Drone, space and balloon technology developed by father and son in West Wyalong to help save lives

You wouldn’t necessarily expect a regional town known for its gold mining and agriculture to be the next “drone center of excellence,” but this dad and son did it.

Flight Design Research and Development Manager Robert Brand and his son, Jason, are setting up a facility at West Wyalong in the New South Wales Riverina to study, develop and analyze aerospace hardware .

The 70-year-old has high hopes for some of the potentially “life-saving” materials.

He said it could have come in handy during the Black Summer bushfires and the recent flooding emergency in the east of the country.

“My house was one of the first to nearly burn down in the 2019 Hazelbrook fires [in the Blue Mountains],” he said.

“It changes the whole game, totally.”

Father and son Robert and Jason Brand are aerospace innovators.(ABC Riverina: Shannon Corvo)

Test technology

The facility will also host workshops for people wanting to learn how to fly drones, get their licenses, and provide space for organizations to test their own technology.

Brands have begun work on a plan to send balloons into the sky that will stabilize at an altitude of around 10 miles, something Robert Brand said was never done.

“They’ll have solar power, they’ll have batteries, they’ll just be able to gently roll against the wind up there, which is pretty light,” he said.

“We can fly a system to a disaster area and provide images of what’s going on, and provide radio communications to people on the ground.

“If we can do this, it will change this country.”

The most recent balloon launch, which contained a prototype sensor for a future mission to Mars, testing flight systems, cameras, controllers and stabilizers, was a success.

A young man kneeling on the ground holding a huge helium filled balloon with his father also holding it.
Preparing the balloon for launch to test sensors, cameras and flight systems.(ABC Riverina: Shannon Corvo)

Mr Brand said the technology could also be used by farmers, universities, space companies and environmental workers.

“We will see drone activity increase, I don’t know, I predict it will increase 20 times over the next five years,” he said.

Built the first drone at age 11

At 20, Jason Brand is the CEO of Flight Design.

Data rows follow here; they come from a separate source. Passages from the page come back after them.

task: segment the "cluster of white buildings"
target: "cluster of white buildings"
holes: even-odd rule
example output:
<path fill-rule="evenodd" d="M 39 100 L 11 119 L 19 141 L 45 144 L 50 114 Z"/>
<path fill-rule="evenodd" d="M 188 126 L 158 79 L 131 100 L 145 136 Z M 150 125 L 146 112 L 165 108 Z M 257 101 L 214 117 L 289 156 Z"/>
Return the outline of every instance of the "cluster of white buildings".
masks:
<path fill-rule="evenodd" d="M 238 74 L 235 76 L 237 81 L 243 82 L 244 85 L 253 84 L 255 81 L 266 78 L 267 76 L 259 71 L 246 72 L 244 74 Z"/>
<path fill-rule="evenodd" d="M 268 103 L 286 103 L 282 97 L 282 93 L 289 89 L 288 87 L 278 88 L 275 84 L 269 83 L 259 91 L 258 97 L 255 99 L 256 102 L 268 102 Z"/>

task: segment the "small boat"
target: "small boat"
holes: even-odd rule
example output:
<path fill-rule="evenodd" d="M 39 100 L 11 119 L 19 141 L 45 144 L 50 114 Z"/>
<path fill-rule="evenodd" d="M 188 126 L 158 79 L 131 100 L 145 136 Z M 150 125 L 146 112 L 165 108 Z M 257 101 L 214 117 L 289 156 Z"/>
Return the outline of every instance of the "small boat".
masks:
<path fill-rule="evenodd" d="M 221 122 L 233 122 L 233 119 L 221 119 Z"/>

He is also the youngest to win the Australian Industry and Defense Network Young Achiever New South Wales award.

A young man with short wavy hair sits at a folding table with his computer and a contraption next to him.
Jason Brand has been tinkering with technology since he was young.(ABC Riverina: Shannon Corvo)

“I was nine the first time we did a ball launch,” he said.

Long story short: the amateur radio club we knew was going to make one.

“They said, ‘It’s too hard, we’re not going to do it’, so sad and I decided we wanted it and it all went from there.”

Growing up, the school never agreed with Jason. He barely got his graduate certificate.

So he took matters into his own hands, literally.

Jason built his first drone when he was 11 years old and was assembling computers soon after.

An older man bends down to look at a wooden and aluminum contraption with metal legs built by his son.
Robert and Jason prepare to launch a weather balloon attached to the flight system sensors.(ABC Riverina: Shannon Corvo)

Challenging, but rewarding

Robert works closely with his son to create never-before-used technology.

They both have a common vision to innovate and improve systems.

Originally, Robert, with his long experience working for telecommunications companies and even the Apollo 11 mission, led the charge.

But that has recently changed, with Jason taking over.

A nearly full balloon floats in the air above five people keeping it steady.
It was a team effort to fill the balloon with helium without it flying away.(ABC Riverina: Shannon Corvo)

It’s been quite a trip.

“It can be difficult. It can be very difficult,” laughed Jason.

“It’s possible, but it can also be very rewarding,” added Robert.

“The most important thing is to set those boundaries and know the difference between work and being a father and son,” Jason said.

Unique opportunity

Bland Shire Council executive assistant Julie Sharpe said it was an “exciting opportunity” for West Wyalong.

A woman with short blonde hair wearing a Bland Shire Council polo shirt looks into the distance with clouds behind her.
Julie Sharpe of Bland Shire Council didn’t expect the farming town to focus so much on technology.(ABC Riverina: Shannon Corvo)

The council hired local and regional contractors to build the airport hangar.

“We can be at the forefront through our partnership in the development and testing of this new and modern technology, which will only grow in the years to come,” Ms. Sharpe said.